To Harrison Gray Otis
New York January 26th 1799
You will recollect that I reserved for a future answer part of a letter which I had the pleasure of receiving from you some time since.1 These are my ideas on that Subject.
I should be glad to see, before the close of the Session, a law impowering the President, at his discretion, in case a negotiation between the United States and France should not be on foot by the first of August next, or being on foot should terminate without an adjustment of differences, to declare that a state of war exists between the two Countries, and thereupon to employ the Land and Naval forces of the United States in such manner as shall appear to him most effectual for annoying the Enemy and for preventing and frustrating hostile designs of France, either directly or indirectly through any of her Allies.
This course of proceeding, by postponing the event, and giving time for the intervention of negotiation, would be a further proof of moderation in the Government and would tend to reconcile our Citizens to the last extremity, if it shall ensue; gradually accustoming their minds to look forward to it.
If France be really desirious of accommodation, this plan will accelerate her measures to bring it about.
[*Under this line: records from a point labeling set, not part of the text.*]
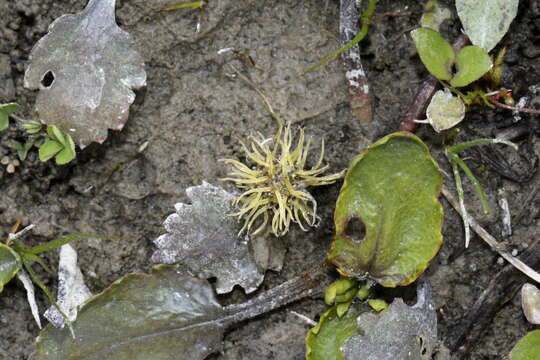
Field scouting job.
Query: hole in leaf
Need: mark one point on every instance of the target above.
(48, 79)
(355, 229)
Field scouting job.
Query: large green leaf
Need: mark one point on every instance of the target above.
(10, 264)
(486, 21)
(435, 52)
(323, 342)
(388, 218)
(472, 63)
(528, 348)
(168, 314)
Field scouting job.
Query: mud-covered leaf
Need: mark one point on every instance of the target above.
(10, 264)
(527, 348)
(486, 21)
(472, 63)
(5, 110)
(445, 110)
(204, 237)
(323, 342)
(388, 218)
(168, 314)
(435, 52)
(402, 332)
(434, 15)
(72, 291)
(86, 70)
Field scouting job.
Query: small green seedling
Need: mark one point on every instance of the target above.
(5, 111)
(58, 145)
(15, 256)
(472, 62)
(452, 153)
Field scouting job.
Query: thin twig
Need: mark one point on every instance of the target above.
(491, 241)
(359, 98)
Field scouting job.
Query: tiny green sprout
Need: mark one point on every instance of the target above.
(378, 304)
(58, 145)
(5, 111)
(275, 185)
(32, 126)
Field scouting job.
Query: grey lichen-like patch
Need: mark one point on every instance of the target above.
(204, 237)
(401, 332)
(72, 291)
(86, 70)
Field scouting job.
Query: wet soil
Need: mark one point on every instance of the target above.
(196, 110)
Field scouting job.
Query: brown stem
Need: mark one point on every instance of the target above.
(422, 98)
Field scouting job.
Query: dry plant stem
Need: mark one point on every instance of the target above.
(420, 102)
(501, 289)
(295, 289)
(359, 98)
(491, 241)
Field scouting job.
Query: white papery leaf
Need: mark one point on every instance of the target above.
(204, 237)
(486, 21)
(85, 69)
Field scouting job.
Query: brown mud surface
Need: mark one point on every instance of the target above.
(195, 111)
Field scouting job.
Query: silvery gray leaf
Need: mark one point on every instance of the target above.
(204, 237)
(30, 294)
(72, 292)
(85, 69)
(401, 332)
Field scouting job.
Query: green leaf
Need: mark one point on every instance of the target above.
(472, 63)
(527, 348)
(10, 264)
(486, 21)
(445, 110)
(168, 314)
(56, 134)
(434, 14)
(435, 52)
(49, 149)
(67, 154)
(388, 218)
(5, 110)
(323, 342)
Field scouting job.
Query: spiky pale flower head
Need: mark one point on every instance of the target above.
(275, 185)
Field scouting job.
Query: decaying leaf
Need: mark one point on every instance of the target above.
(401, 332)
(445, 110)
(168, 314)
(85, 69)
(204, 237)
(10, 264)
(388, 218)
(486, 21)
(72, 292)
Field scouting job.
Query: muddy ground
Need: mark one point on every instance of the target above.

If she have not that desire, it is best to anticipate her final vengeance, and to throw whatever weight we have into the Scale opposed to her. This conduct may contribute to disable her to do the mischief, which she may meditate.
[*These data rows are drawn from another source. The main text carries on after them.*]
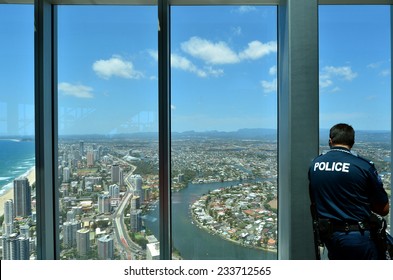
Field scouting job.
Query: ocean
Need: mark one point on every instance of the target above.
(17, 158)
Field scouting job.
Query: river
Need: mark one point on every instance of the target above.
(195, 243)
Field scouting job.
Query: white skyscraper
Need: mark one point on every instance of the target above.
(114, 191)
(83, 241)
(66, 174)
(137, 182)
(22, 197)
(105, 247)
(104, 203)
(8, 224)
(115, 173)
(136, 220)
(69, 233)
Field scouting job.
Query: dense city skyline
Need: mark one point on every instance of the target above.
(107, 68)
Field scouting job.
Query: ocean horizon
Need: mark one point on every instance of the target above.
(17, 159)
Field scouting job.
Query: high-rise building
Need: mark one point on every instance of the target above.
(114, 191)
(82, 148)
(8, 223)
(104, 203)
(23, 248)
(105, 247)
(115, 173)
(136, 181)
(22, 197)
(90, 158)
(15, 247)
(135, 202)
(83, 241)
(69, 233)
(66, 174)
(136, 220)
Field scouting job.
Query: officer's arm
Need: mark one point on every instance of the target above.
(381, 209)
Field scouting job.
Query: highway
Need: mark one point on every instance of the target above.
(128, 249)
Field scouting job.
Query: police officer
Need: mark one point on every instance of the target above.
(345, 189)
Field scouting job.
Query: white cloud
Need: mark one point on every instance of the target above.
(344, 72)
(245, 9)
(237, 30)
(273, 70)
(209, 52)
(183, 63)
(257, 49)
(330, 73)
(79, 91)
(269, 87)
(385, 73)
(221, 53)
(180, 62)
(116, 66)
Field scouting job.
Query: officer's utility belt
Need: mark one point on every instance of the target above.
(327, 227)
(349, 226)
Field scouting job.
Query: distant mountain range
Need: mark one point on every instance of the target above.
(245, 133)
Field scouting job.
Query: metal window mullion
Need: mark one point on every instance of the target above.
(391, 112)
(45, 134)
(298, 125)
(164, 129)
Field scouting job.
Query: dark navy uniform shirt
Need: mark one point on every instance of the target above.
(344, 186)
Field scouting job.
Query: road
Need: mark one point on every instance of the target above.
(129, 250)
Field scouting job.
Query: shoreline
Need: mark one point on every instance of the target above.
(201, 226)
(8, 193)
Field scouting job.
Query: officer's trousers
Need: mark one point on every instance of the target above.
(352, 245)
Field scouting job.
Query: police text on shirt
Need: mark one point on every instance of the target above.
(332, 166)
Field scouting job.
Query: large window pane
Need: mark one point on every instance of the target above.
(108, 152)
(17, 150)
(355, 79)
(224, 120)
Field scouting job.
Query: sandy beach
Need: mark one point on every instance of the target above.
(9, 194)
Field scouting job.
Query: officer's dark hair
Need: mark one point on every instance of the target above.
(343, 134)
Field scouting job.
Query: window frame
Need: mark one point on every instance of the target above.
(294, 152)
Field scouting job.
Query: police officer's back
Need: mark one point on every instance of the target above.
(345, 189)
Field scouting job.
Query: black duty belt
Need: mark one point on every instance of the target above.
(349, 226)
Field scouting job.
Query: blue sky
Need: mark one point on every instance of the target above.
(224, 68)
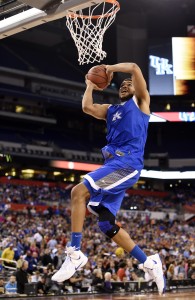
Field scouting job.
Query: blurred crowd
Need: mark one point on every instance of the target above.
(37, 243)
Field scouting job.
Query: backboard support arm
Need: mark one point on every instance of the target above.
(51, 10)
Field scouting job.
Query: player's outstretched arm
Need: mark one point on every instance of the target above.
(98, 111)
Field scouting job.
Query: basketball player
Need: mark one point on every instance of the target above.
(105, 188)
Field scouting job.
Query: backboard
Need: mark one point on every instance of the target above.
(18, 16)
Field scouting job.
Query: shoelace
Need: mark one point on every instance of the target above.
(70, 250)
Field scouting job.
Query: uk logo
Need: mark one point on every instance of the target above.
(161, 65)
(116, 116)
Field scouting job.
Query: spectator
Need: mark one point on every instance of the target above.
(121, 273)
(8, 253)
(107, 286)
(11, 285)
(46, 257)
(41, 285)
(22, 277)
(76, 282)
(2, 286)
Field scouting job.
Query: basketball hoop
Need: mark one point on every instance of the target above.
(87, 29)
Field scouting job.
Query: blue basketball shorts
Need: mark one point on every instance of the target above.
(107, 185)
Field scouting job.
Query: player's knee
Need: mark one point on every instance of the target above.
(79, 193)
(109, 228)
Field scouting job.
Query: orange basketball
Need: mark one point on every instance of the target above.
(98, 76)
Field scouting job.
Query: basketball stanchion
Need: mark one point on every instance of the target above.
(88, 28)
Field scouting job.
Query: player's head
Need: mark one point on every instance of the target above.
(126, 90)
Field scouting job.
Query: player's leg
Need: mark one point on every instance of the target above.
(75, 259)
(152, 265)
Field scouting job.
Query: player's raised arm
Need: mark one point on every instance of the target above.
(98, 111)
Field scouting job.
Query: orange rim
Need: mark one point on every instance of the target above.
(114, 2)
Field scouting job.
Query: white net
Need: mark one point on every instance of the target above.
(88, 30)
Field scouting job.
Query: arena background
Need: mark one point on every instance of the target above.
(47, 141)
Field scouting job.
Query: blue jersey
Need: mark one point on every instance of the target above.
(126, 133)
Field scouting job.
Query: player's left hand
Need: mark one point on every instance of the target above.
(109, 73)
(93, 85)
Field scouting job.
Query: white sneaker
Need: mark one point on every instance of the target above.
(73, 262)
(153, 268)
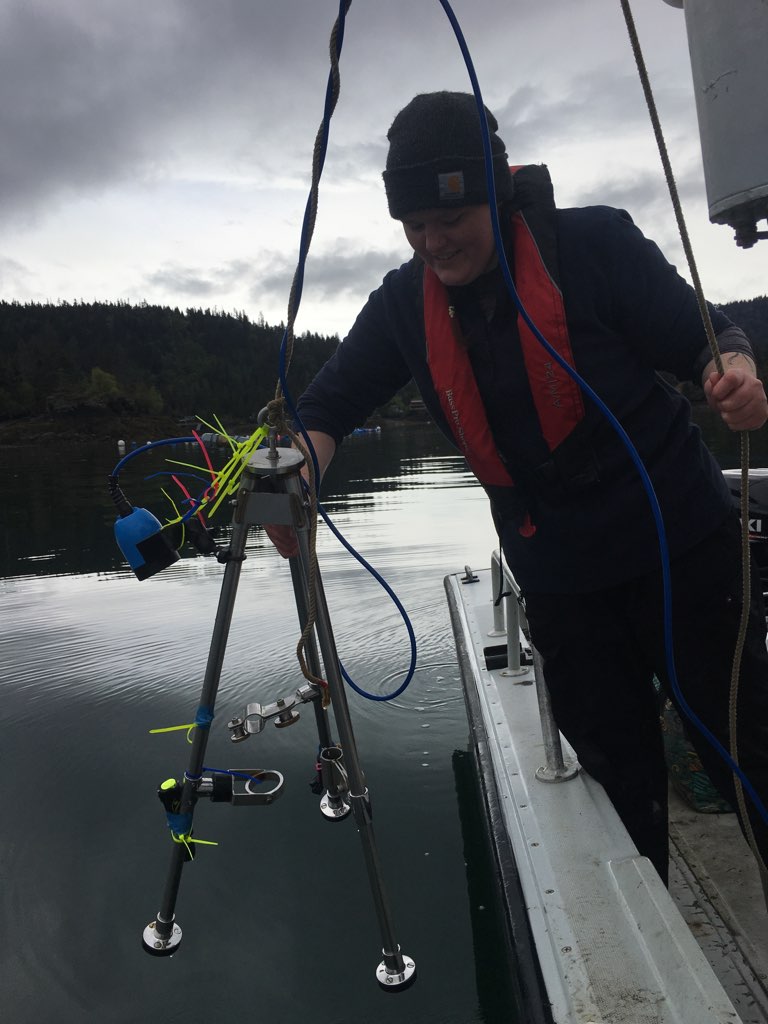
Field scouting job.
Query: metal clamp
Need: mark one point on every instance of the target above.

As it is every moment possible, that the project of taking possession of the Floridas and Louisiana, long since attributed to France, may be attempted to be put in execution, it is very important that the Executive should be cloathed with power to meet and defeat so dangerous an enterprise. Indeed if it is the policy of France to leave us in a state of semi-hostility ’tis preferable to terminate it; and by taking possession of those countries for ourselves, to obviate the mischief of their falling into the hands of an Active foreign power, and at the same time to secure to the United States the advantage of keeping the key of the Western Country. I have been long in the habit of considering the acquisition of those countries as essential to the permanency of the Union, which I consider as very important to the welfare of the whole.
If universal empire is still to be the pursuit of France, what can tend to defeat the purpose better than to detach South America from Spain2 which is only the Channel, though which the riches of Mexico and Peru are conveyed to France? The Executive ought to be put in a situation to embrace favorable conjunctures for effecting that separation. Tis to be regretted that the preparation of an adequate Military force does not advance more rapidly. There is some sad nonsense on this Subject in some good heads. The reveries of some of the friends of the Government are more injurious to it than the attacks of its declared enemies. When will men learn to profit by experience?
Yrs with great esteem and regard
Copy, in the handwriting of Philip Church, Hamilton Papers, Library of Congress.
2. This is a reference to Francisco de Miranda’s plans for the liberation of the Spanish colonies in the Western Hemisphere. See Miranda to H, April 1, 1797, February 7, April 6–June 7, August 17, October 19–November 10, 1798; H to Miranda, August 22, 1798; Rufus King, to H, May 12, July 31, October 20, 1798, January 21, 1799; H to King, August 22, 1798; Timothy Pickering to H, August 21–22, 1798.